Serba-Serbi Jajak Pendapat Politik

Politisi, media, dan lembaga penelitian menghabiskan banyak uang setiap pemilu untuk mengadakan jajak pendapat publik tentang siapa yang akan mereka pilih. Meski pun sudah banyak uang dan teknologi yang digunakan, kadang-kadang hasilnya tetap mengejutkan.

Orang Amerika mungkin terlalu banyak membaca jajak pendapat, demikian menurut seorang pakar. “Jika Anda mengharapkan jajak pendapat untuk mengatakan, ‘Orang ini akan menang sebesar 0,1 persen,’ maka itu adalah hal yang tidak mungkin,” kata John Zogby, penjajak pendapat dan pendiri John Zogby Strategies.

Jajak pendapat memberikan gambaran suatu saat tertentu saja. Berita yang membuat pemilih beralih mungkin muncul setelah jajak pendapat diambil, dan jajak pendapat juga tidak memperhitungkan ketika pemilih mengalami perubahan perasaan. (Ini terjadi pada kampanye presiden 2016, menurut Courtney Kennedy, direktur penelitian survei di Pew Research Center.)

Tetapi, bahkan sebelum hal-hal tersebut dapat memengaruhi suatu jajak pendapat, para penjajak pendapat harus mencari tahu siapa yang akan datang memilih pada Hari Pemilihan Umum. Sekitar 56 persen dari warga Amerika dalam usia berhak memilih benar-benar datang memilih dalam pemilihan presiden terakhir. Apabila penjajak pendapat tidak mensurvei kelompok tersebut, maka hasilnya tidak akan ada nilainya.

Tantangan Modern

Jajak pendapat menjadi makin sulit dari waktu ke waktu, dan lebih sulit lagi di Amerika Serikat dibanding di negara-negara lain, kata Donald P. Green, seorang profesor ilmu politik di Universitas Columbia. Pemilih potensial di AS kini semakin kecil kemungkinannya untuk mengisi survei dibandingkan dulu. Hanya sekitar 1 dari 7 bersedia berpartisipasi saat diminta, kata Donald.

John menyebut tingkat partisipasi dalam survei telepon “sangat kecil.” Banyak orang Amerika Serikat berhenti menjawab telepon karena baru-baru ini terjadi serbuan penjualan lewat telepon. Khususnya pemilih muda dan kelompok minoritas cenderung tidak menjawab panggilan ke ponsel mereka.
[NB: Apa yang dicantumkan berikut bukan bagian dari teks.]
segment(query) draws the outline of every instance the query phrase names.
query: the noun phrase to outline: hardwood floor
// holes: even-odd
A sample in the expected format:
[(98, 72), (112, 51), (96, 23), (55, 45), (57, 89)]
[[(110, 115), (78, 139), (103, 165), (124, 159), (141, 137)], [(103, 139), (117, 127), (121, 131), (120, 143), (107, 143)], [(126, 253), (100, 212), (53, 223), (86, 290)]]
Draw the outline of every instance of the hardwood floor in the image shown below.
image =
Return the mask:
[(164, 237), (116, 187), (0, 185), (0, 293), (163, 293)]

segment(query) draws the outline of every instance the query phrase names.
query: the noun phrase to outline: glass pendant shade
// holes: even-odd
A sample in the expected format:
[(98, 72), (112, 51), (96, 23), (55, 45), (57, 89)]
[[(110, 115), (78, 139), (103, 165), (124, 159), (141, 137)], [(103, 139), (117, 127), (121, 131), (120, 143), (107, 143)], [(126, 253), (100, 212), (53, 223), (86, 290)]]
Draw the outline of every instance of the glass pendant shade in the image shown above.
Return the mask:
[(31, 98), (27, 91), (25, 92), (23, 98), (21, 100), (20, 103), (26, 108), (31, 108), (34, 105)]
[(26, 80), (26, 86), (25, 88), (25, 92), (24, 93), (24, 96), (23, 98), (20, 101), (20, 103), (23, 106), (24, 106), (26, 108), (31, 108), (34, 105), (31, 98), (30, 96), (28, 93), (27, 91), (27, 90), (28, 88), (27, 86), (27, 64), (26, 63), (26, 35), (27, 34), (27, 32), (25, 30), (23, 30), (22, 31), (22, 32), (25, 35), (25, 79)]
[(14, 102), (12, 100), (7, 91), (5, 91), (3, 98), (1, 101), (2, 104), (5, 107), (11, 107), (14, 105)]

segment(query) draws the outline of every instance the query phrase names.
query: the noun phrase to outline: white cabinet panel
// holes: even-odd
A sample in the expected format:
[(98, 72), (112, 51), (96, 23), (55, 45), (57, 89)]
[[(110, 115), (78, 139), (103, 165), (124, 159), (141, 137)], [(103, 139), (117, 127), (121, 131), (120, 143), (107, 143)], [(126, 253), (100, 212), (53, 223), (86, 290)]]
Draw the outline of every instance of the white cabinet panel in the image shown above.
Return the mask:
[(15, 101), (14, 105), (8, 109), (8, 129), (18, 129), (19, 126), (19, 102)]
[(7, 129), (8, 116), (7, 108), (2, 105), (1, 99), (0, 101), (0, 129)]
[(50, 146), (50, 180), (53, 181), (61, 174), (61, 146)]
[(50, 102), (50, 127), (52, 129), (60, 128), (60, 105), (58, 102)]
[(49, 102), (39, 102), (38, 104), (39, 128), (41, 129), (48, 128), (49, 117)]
Dan banyak pemilih yang lebih tua tidak akan mau ikut jajak pendapat daring.

Solusi

Jadi bagaimana penjajak pendapat bisa menjangkau pemilih secara luas?

Mereka memberi bobot tertentu atas pendapat yang mereka dapatkan dari responden. Untuk setiap orang nyata yang memberikan pendapat, mereka menetapkan bobot tertentu pada hasil keseluruhan. Ini adalah cara mereka menyesuaikan hasil untuk mewakili kelompok yang realistis dalam hal ras, jenis kelamin, dan geografi. (Namun demikian, pada 2016, lebih banyak kelompok kulit putih yang tidak mengenyam pendidikan di perguruan tinggi yang datang memilih dibandingkan dengan yang diperkirakan oleh penjajak pendapat, terutama di wilayah bagian atas barat tengah AS (upper midwest).

Dalam pemilu nasional AS, pemungutan suara nasional tidak mencerminkan hasil electoral college. Karena presiden dipilih oleh elektor dari masing-masing negara bagian, bukan dari pilihan rakyat secara nasional, penjajak pendapat mengamati secara lebih dekat swing states atau negara-negara bagian AS yang suaranya bisa dimenangi oleh partai mana pun, dibanding negara-negara bagian tempat seorang calon terlihat lebih unggu atau tertinggal.

Penjajak pendapat seperti Courtney sangat optimistis karena angka kesalahan dalam jajak pendapat nasional berada pada tingkat terendah sepanjang sejarah pada 2016 dan penjajak pendapat kembali mencapai hasil baik dalam pemilihan paruh waktu 2018. Courtney menunjukkan bahwa masalah yang muncul pada 2016 pada jajak pendapat negara bagian bisa diperbaiki dengan memberi bobot atas hasilnya sehingga, misalnya, pemilih berpendidikan perguruan tinggi tidak diberi bobot secara berlebihan.

Namun, John mengatakan baru-baru pada sebuah pertemuan untuk koresponden asing, “Ini seperti berjalan tanpa alas kaki di atas arang yang merah membara.”